Therefore for \(0< m^2 < 4\varOmega ^2\) there is a finite critical radius \(r_{c}\) defined by \(G(r)=0\) given by

$$\begin{aligned} \sinh ^2\left( \frac{m r_{c}}{2}\right) =\left( \frac{4 \varOmega ^2}{m^2}-1\right) ^{-1}, \end{aligned}$$
(32)

and such that \(G(r)>0\) for \(r<r_{c}\) and \(G(r)<0\) for \(r>r_{c}\). Therefore, the circles t, r, \(z = \text{ const }\) in the circular band with \(r>r_c\) are CTCs. One particularly important case in the range \(0<m^2<4\varOmega ^2\) of the hyperbolic class is the Gödel metric (\(m^2=2\varOmega ^2\)), for the which there is a finite critical radius and therefore breakdown of causality in the form of CTCs. Another important Gödel-type metric in the hyperbolic family is defined by \(m^2=4\varOmega ^2\). Indeed, in this case from (32) one sees that the critical radius goes to infinity, \(r_{c} \rightarrow \infty \), and therefore there is no violation of causality, since \(G(r)> 0 \) for all \(0< r < \infty \). An Einstein field equations solution of this specific type was found in Ref. [98].
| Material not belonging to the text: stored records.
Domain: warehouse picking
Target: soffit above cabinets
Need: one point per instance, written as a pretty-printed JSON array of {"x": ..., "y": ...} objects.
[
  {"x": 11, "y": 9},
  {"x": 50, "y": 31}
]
For the linear family (\(m=0\)) one easily finds that \(G(r)= D^2(r) - H^2(r)\) is given by

$$\begin{aligned} G(r)=r^2 \left( 1-\varOmega r\right) \left( 1+\varOmega r\right) . \end{aligned}$$
(33)

Similarly to the hyperbolic class, for this family there is a critical radius [\(\,G(r)=0\,\)] given by \(r_{c}=1/\varOmega \) such that for any radius \(r > r_c\) the inequality \(G(r)<0\) holds, and thus circles defined by \(t, z, r = \text {const}\) are CTCs.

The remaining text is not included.